Intervention de Patrick Devedjian

Réunion du 17 février 2016 à 16h15
Commission des lois constitutionnelles, de la législation et de l'administration générale de la république

Photo issue du site de l'Assemblée nationale ou de WikipediaPatrick Devedjian :

Les fiches S sont établies de manière incontrôlée, incontrôlable, voire aléatoire. Une haute autorité – je ne préciserai pas laquelle pour ne pas lui nuire – m'a indiqué que les deux tiers des inscriptions étaient extrêmement discutables.

Ce qui est choquant dans cette procédure, c'est que le seul fait pour ces gens d'être inscrit sur une fiche S vaut réduction de leurs droits : ils pourront être « retenus » pendant quatre heures, autrement dit subir une atteinte à leur liberté d'aller et venir. Il me paraît utile ici, n'en déplaise au Conseil d'État et au Conseil constitutionnel, de rappeler la définition de la liberté telle qu'elle figure à l'article 4 de la Déclaration universelle des droits de l'homme et du citoyen : « La liberté consiste à pouvoir faire tout ce qui ne nuit pas à autrui ». Point final !

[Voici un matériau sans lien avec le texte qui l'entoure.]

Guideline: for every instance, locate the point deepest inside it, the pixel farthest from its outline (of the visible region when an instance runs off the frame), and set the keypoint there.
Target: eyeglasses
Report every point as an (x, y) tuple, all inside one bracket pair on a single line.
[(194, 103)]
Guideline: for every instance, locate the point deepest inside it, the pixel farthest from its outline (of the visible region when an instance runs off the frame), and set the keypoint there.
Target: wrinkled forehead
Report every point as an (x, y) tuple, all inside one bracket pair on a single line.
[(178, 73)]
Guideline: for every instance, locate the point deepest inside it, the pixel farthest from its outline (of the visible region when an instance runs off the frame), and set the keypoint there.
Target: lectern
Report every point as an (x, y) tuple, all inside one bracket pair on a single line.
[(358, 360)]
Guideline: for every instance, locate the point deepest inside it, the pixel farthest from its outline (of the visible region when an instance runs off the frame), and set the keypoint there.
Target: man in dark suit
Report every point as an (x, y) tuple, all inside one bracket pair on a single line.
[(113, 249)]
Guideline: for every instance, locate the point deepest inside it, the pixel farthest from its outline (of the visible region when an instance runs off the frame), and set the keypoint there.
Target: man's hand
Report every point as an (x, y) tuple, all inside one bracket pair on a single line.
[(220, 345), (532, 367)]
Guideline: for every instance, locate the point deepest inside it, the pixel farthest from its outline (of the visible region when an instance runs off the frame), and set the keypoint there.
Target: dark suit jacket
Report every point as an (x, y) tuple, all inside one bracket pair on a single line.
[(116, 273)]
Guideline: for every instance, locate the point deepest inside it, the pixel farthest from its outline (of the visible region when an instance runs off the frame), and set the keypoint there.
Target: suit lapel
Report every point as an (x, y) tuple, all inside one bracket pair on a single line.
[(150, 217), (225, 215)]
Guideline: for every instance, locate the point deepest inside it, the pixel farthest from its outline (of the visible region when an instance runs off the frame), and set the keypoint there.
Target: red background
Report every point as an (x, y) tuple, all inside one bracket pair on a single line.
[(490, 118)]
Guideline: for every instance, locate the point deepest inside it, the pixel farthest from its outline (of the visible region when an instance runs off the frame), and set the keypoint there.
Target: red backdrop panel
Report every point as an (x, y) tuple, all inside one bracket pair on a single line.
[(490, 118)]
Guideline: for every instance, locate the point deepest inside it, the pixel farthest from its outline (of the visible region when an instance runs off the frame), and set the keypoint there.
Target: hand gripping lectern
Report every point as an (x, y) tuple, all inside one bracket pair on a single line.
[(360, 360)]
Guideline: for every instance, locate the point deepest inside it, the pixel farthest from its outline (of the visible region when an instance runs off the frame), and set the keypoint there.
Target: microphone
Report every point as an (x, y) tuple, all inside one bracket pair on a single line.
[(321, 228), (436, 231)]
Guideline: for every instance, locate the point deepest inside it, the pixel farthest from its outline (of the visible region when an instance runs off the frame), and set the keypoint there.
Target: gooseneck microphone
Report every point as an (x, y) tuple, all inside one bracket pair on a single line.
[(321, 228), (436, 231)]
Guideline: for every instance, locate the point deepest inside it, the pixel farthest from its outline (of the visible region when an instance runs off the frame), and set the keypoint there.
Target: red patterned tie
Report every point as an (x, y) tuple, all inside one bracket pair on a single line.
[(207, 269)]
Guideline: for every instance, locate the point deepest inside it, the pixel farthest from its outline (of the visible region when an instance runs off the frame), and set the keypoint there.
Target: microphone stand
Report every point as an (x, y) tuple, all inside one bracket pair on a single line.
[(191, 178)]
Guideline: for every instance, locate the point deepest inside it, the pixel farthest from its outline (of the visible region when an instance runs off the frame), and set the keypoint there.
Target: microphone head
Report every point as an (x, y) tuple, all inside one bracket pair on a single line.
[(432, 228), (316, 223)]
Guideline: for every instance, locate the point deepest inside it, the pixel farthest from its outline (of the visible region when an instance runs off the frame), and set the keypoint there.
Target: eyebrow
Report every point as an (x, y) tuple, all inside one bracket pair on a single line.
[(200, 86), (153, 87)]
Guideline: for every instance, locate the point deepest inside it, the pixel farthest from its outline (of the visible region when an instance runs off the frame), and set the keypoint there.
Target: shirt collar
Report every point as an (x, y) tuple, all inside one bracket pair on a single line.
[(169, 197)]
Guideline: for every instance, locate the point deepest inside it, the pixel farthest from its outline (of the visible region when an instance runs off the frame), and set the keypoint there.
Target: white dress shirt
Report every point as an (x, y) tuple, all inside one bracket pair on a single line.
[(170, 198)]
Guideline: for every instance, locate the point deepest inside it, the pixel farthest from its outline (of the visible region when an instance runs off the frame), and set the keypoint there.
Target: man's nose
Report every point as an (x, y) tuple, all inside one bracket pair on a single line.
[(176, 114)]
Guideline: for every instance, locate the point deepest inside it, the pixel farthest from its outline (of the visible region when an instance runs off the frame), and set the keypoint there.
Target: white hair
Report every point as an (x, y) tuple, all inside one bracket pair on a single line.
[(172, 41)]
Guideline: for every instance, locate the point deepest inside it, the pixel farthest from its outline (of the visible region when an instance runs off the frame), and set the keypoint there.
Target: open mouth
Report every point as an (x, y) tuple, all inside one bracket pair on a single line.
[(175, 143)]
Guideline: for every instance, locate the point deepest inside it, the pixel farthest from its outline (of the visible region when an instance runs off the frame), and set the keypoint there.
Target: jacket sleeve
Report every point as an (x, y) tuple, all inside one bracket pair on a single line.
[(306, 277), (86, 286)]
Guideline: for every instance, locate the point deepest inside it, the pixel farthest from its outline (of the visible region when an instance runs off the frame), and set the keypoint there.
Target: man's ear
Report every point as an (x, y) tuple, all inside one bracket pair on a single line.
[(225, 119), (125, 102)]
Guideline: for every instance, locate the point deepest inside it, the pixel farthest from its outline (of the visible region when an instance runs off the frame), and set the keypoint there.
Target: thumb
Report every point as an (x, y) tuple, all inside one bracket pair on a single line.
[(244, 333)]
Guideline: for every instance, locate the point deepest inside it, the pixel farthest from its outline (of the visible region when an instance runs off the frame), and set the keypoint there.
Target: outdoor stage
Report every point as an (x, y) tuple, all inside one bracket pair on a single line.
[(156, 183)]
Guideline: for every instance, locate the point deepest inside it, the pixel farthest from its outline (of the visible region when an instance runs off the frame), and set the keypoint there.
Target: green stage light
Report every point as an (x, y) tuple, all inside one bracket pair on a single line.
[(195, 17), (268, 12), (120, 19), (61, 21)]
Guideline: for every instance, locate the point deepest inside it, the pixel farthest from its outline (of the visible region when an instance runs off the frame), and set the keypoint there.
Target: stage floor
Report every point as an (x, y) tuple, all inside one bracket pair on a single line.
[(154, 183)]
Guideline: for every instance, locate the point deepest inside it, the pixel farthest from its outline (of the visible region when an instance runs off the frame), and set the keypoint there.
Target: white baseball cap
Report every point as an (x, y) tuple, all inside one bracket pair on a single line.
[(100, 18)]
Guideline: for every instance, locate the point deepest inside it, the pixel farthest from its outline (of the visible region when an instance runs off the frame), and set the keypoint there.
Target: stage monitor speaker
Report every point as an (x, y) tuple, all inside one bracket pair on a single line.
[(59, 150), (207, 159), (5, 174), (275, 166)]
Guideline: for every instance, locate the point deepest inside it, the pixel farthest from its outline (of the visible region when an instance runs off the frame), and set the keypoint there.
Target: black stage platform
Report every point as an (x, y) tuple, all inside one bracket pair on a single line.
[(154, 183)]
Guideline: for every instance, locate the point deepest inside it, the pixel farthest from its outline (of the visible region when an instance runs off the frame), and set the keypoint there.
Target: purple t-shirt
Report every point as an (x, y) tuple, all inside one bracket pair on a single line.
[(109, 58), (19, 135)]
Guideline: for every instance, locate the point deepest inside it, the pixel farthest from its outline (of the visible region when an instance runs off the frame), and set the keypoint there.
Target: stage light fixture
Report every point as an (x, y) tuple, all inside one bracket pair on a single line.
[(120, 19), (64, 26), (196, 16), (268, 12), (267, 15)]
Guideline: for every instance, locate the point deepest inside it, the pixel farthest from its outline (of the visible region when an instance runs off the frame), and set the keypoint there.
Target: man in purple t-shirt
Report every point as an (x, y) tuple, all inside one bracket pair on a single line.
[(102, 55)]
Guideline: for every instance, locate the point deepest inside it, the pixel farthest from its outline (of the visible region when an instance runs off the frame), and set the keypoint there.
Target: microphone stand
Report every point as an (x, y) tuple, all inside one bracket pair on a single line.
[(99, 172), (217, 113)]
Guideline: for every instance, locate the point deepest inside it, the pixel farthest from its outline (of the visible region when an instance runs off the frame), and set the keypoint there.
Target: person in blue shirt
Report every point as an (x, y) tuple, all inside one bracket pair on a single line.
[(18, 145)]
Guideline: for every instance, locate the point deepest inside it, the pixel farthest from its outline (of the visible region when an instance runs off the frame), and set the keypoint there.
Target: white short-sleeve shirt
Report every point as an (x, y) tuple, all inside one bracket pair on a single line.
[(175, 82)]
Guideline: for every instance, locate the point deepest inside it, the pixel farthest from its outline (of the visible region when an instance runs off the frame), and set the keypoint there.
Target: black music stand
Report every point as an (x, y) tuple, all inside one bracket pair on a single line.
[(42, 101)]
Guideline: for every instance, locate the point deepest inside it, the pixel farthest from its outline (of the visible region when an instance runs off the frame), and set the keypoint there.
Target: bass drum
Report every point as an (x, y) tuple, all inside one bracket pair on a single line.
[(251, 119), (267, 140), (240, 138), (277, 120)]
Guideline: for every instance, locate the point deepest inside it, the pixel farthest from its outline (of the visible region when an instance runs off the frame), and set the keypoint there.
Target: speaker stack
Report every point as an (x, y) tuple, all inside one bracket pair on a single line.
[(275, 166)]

Je suis scandalisé par la distinction totalement arbitraire opérée par le Conseil constitutionnel entre privation de liberté et restriction de liberté, qui voudrait qu'en dessous de douze heures d'assignation à résidence, il n'y aurait pas d'atteinte aux droits garantis par l'article 66 de la Constitution. Je conteste cette jurisprudence : elle est en contradiction totale avec l'article 4 de la Déclaration des droits de l'homme.

Cette distinction était déjà très discutable quand elle restait du domaine de la théorie. La voilà maintenant intégrée dans la pratique quotidienne des forces de l'ordre, elle est inacceptable : ce sont les libertés individuelles mêmes qui sont mises en cause, sans qu'aucun contrôle ne s'exerce. La personne concernée ne peut même pas savoir pourquoi elle a fait l'objet d'une inscription au fichier S !

Des contentieux devant la juridiction administrative sont en cours et j'ai la conviction que certains recours aboutiront. Je citerai le cas d'une personne qui a été retenue pendant quatre heures et a fait l'objet d'une perquisition simplement parce qu'elle avait montré du doigt un policier, lequel a interprété ce geste comme une menace au motif qu'il simulait un pistolet !

Des conduites aussi banales que celle-ci peuvent aboutir à des mesures attentatoires à la liberté particulièrement graves. La lutte contre le terrorisme est une chose, mais la fin ne justifie par les moyens.